2004 Ms. Women of the Year


http://www.msmagazine.com/winter2004/womenoftheyear.asp

by Jessica Seigel
8/27/2008

In TV murder mysteries, the detective always begins the investigation by piecing together a timeline of the crime. And that’s how four 9/11 widows from New Jersey began their journey from grieving housewives to unstoppable Nancy Drews.

They sleuthed, lobbied, protested and ultimately shamed a stonewalling Bush administration into creating the independent commission that exposed the incompetence and cover-up surrounding the September 11, 2001 , terror attacks on the World Trade Center and Pentagon.

Now called the “Jersey Girls” (thanks to a Bruce Springsteen cover song), they helped force a reckoning of what really happened that clear September day when their husbands went to work in the Twin Towers and never came home.

Nearly 3,000 people died that day, but government officials insisted that nothing could have prevented terrorists who just “got lucky” hijacking airplanes. Left with seven children among them, the four moms from the Garden State weren’t convinced, and vowed to find out the truth.

Joining forces through survivor networks, there was Mindy Kleinberg, a 42-year-old former accountant, who organized and inspired with her stubborn streak; Lorie Van Auken, 49, a part-time graphic designer who researched and strategized; Kristen Breitweiser, 33, who polished onetime lawyer’s skills to become “The Hammer”; and Patty Casazza, 43, who gave them heart — the “pain and suffering” ticket, according to their easy, in-the-trenches humor.

Sleepless nights spurred them on, as Van Auken and the others logged onto the Internet hunting for clues from news and government sources to contradict the official story.

“From watching Perry Mason we knew they always ask, ‘Where were you at the time of the crime?’” says Van Auken. “Then they try to reconcile the answers.”

Indeed. As the Jersey Girls pieced together a picture of widespread bungling, Congress stalled legislation to probe the attack.

“We said, OK, we have to rally,” says Van Auken. “How do you throw a rally?”

They figured it out, appearing with 300 relatives of 9/11 victims near the U.S. Capitol’s steps, heading out before dawn to return in time to say goodnight to the children. It was just one of countless trips they would make to Washington, D.C.

With the White House blocking demands for an independent investigation, the Jersey Girls staged lobbying visits from the office of their U.S. congressman, Chris Smith. They queried senior FBI agents. They strategized with Senate Minority Leader Tom Daschle and Sen. John McCain, snooping around the Capitol to find and waylay them.

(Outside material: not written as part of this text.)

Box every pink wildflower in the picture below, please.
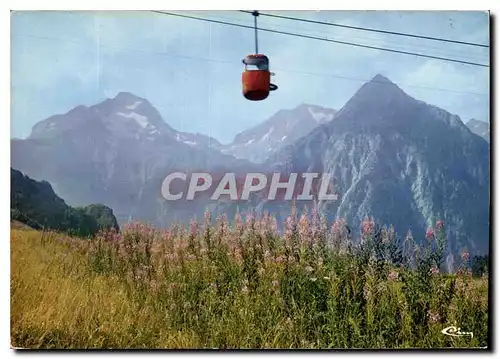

They tag-teamed in pairs to net politicians who were trying to avoid them, catching Republican congressman Porter Goss hiding behind his office door. A turning point came when Breitweiser testified before the joint congressional intelligence committee, her prosecutorial brilliance transforming the moral suasion of the widow into a mighty cudgel.

Opening with a story about her 3-year-old daughter placing flowers on her husband Ronald’s grave, she held up her right hand to show that she wore his charred wedding ring — returned to her with his only remains, an arm. Then she shredded the government’s lucky-terrorist theory by laying out facts and questions that would become a road map for future investigation.

Two days later, the White House dropped its public opposition to a probe (even while continuing to stall efforts behind the scenes).

When the National Commission on Terrorist Attacks Upon the United States — the 9/11 Commission — finally held its first hearings in the spring of 2003, the four moms became watchdogs urging tougher questioning, then guardians agitating against White House foot-dragging and sabotage tactics.

“The country owes a deep debt of gratitude to the Jersey Girls and other courageous [9/11] families,” says Sen. Joseph Lieberman, D-Conn., a leader of intelligence-reform efforts. “They turned their personal grief into a powerful force for change. They are a mighty moral force.”

History will remember that the bestselling 9/11 Commission Report, published this summer, found no link between al-Qaeda terrorists and Iraq. Yet the Republican presidential campaign still beat the drums for the American war in Iraq.

Outraged, the Jersey Girls abandoned their nonpartisan stance and endorsed Democratic challenger John Kerry, although two of them had voted for Bush in 2000. Greeted as heroines on the Democratic campaign trail, they have been asked to autograph copies of the 9/11 Report.

What’s the lesson in it all? Democracy, the Jersey Girls say, is hard work.